Documentation forSecurity Event Manager

SEM 2021.2: Authentication

SEM 2021.2 simplifies and improves Single Sign On (SSO) configuration and Local User authentication, consolidating these in the Authentication section of Settings.

To view the Authentication section, click and select Authentication.

The Authentication section of the settings provides the following tabs:

Login Options

The tab enables the administrator to determine whether SEM can be accessed by LDAP credentials, local user credentials or users created in SEM (see Adding and managing SEM users) or a combination of these.

Local Users

The Local Users tab enables you to specify the minimum length of local user passwords and whether you want to use non-complex or complex passwords.

  • A non-complex password can be between 6 and 512 characters in length
  • A complex password can be between 8 and 512 characters in length and must:
    • not contain the username
    • not contain unprintable characters
    • And must include at least 3 of the following:
      • one uppercase letter
      • one lowercase letter
      • one special character
      • one digit

LDAP Configuration

The LDAP configuration tab has not changed since the 2020.4 release. See Configure LDAP for SEM in the SEM Administrator Guide for further information.

SSO Configuration

The SSO tab replaces the previous SSO configuration form.

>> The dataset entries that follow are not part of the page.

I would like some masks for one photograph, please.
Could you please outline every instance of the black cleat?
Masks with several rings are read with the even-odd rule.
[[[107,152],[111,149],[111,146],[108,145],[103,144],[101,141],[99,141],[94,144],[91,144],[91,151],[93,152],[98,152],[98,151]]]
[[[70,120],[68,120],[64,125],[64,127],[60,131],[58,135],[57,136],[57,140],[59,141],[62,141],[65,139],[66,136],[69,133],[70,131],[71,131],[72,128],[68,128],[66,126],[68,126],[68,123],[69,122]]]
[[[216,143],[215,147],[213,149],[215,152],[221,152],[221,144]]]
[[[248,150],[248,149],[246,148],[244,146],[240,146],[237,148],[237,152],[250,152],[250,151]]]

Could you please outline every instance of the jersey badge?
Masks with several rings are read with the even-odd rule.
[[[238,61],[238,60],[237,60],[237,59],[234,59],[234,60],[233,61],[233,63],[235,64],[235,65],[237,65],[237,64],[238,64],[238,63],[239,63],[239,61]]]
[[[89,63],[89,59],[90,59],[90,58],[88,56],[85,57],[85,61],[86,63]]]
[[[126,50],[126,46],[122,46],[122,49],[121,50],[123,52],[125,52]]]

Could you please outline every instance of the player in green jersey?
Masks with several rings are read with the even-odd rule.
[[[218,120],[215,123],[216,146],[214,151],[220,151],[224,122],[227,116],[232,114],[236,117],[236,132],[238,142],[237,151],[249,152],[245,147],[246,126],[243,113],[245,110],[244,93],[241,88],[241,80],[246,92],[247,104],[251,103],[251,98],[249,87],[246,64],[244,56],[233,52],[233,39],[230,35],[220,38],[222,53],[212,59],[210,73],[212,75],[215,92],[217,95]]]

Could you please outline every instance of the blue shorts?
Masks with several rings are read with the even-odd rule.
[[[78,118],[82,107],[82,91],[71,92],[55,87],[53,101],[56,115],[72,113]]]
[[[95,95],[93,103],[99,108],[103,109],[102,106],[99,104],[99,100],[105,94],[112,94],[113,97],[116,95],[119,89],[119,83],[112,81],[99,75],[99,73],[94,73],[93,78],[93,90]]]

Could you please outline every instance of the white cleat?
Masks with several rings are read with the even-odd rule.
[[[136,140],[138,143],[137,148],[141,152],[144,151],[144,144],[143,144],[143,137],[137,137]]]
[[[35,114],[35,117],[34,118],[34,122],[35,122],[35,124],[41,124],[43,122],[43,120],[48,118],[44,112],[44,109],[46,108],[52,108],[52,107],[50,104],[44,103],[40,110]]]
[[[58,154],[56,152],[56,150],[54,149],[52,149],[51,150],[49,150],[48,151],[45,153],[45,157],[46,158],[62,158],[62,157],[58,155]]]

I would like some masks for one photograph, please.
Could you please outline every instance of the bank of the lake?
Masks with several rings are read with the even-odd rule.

All existing SSO configurations are displayed here. There are no changes to SSO authentication.

Create a SSO

To create a new single sign on, click Create configuration to display the Create SSO Configuration window.

  1. Enter the Service Principle Name (SPN).
  2. Click Browse, and then select the keytab file.

    See Generate a keytab file using Ktpass for further information.

  3. Click Save.

Your keytab file is uploaded to SEM. If you are logged in as a local user, SEM logs you out of the Admin user interface.

This SSO is now configured on SEM.

Edit or delete a SSO

To edit or delete a SSO, click the three vertical dots after the SSO name and click Edit or Delete.

For complete information on Single Sign On in SEM, see Set up single sign-on in SEM in the SEM Administrator guide.